In this article, we will take a look at how memory and storage interact in Linux, the different technology available, and their perks and defaults
Note: Im running a CentOS9 Stream in this article, It came out this very month, I will not be covering UNIX or Windows, only Linux
Physical memory
Definition
We will try to focus on the different type of memory in Linux. While there is the physical hardware that makes up RAM, and the virtual memory you see on Linux.
RAM was made to be performant, quick access on read and write, while disk can focus on long-term memory.
Types of RAM
Most RAM today are of DDR-RAM type, which stands for Double Data Rate and exist since 2002. Compared to a single data rate, Its performance is doubled (up to 3 GB/s) as It was able to read data on both the rising and falling edges of the clock signal.
DDR2 was then invented in 2004, delivering up to 6.5 GB/s bandwidth. It introduced the dual-channel memory concept, where CPUs could communicate using a bus with the memory module through independent channels, essentially amping up the bandwidth as data could be sent on more than one channel. Today, servers are usually designed with six to eight channels.
The most important part is : you can not use more than one type of memory per motherboard, they can only handle on type of memory (DDR2 or DDR3 or else..). In reality, It goes even further than that as you only use memories of the same type, manufacturer and frequency.

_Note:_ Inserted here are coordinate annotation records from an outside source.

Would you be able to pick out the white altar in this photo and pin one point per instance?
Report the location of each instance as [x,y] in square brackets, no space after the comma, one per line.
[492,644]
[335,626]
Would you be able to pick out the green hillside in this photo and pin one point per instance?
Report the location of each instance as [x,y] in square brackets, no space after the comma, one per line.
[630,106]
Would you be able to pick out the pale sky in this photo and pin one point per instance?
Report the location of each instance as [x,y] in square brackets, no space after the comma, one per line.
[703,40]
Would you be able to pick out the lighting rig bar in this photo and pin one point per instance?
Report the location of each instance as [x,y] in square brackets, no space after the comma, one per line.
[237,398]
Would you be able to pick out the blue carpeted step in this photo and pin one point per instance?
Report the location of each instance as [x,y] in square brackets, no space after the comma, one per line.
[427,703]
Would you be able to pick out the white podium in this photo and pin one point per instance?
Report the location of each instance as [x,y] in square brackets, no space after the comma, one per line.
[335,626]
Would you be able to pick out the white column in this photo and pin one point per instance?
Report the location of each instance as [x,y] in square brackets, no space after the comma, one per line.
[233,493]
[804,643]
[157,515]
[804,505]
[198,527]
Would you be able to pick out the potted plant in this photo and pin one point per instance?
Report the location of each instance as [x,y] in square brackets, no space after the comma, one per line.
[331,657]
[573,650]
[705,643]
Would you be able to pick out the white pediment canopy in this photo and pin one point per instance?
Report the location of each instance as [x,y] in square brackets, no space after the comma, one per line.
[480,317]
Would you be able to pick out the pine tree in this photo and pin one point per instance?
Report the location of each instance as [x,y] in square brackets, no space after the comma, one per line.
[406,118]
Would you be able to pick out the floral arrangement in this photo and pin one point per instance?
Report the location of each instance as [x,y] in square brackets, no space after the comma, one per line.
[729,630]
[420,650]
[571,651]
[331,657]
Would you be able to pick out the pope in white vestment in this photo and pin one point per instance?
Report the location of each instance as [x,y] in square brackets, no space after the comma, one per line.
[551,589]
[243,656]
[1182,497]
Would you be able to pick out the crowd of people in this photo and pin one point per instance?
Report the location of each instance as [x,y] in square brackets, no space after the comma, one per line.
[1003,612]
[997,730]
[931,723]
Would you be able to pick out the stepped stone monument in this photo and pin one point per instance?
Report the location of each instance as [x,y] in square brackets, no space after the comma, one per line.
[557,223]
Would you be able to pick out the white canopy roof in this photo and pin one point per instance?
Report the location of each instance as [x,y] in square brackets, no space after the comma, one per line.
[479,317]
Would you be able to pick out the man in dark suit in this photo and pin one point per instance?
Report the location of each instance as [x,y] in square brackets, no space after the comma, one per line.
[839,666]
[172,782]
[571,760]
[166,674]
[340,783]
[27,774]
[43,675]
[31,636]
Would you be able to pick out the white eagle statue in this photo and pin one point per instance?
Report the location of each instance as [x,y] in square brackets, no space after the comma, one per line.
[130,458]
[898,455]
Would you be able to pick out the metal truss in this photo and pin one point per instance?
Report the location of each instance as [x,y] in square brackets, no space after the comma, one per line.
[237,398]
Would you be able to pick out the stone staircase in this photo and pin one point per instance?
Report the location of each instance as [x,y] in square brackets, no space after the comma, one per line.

Each DDR iteration made memory faster and more energy efficient. DDR3, which came out in 2007, made bandwidth go up to 15 GB/s.
Today, most servers are using DDR4, pushing up to 25GB/s, and we are slowly shifting towards DDR5, released in 2020, with 50 GB/s bandwidth.
If you try to get DDR5 memory now, It will probably cost you a lot of more than for DDR4, as It is still difficult to ramp up into mass-production.
Note: There is also VRAM but It is only used in graphic cards, and It is a lot more expensive.
You might also notice some memory marked as ECC which stands for Error correction code. ECC memory maintains a memory system immune to single-bit errors. It decreases your memory overall performance by 2-3% and cost more, but makes your memory a lot more reliable. Mostly used in database or file servers, It reduces the number of crashes due to memory data corruption.
On Linux, you can check the physical chip information with dmidecode
- type 17 is memory device
If you are not happy with DDR memory, you can upgrade to HBM memory. They will be able to handle ~ 300 GB/s but they do not come cheap.
Virtual memory
Definition
As system becomes more greedy in memory usage and RAM becoming more scarce, Linux had to think about ways to make the system reproduce RAM virtually.
Virtual memory is using a disk as an extension of RAM, so the effective size of usable memory grows correspondingly.
Of course, reading and writing on the hard disk is thousand times slower than using physical memory, but with the rise of SSD, this technology is becoming more and more efficient.
The part of the hard disk used as virtual memory is called swap space. It can be a normal file or a separate partition (recommended). While using a file allows for more flexibility, as you dont need to reformat it, the current standard is to use LVM data partition together with a swap partition.
Like so:
Linux memory management is responsible for :
- Implementation of virtual memory
- Demand paging
- Memory allocation both for kernel internal structures and user space programs
- Mapping files into processes address space
- and much more !
Note Swapping means writing the whole process out to swap space, while paging is writing only fixed size parts (a few kb) and is more efficient.
Buffering
Shared memory is when multiple process use the same memory block.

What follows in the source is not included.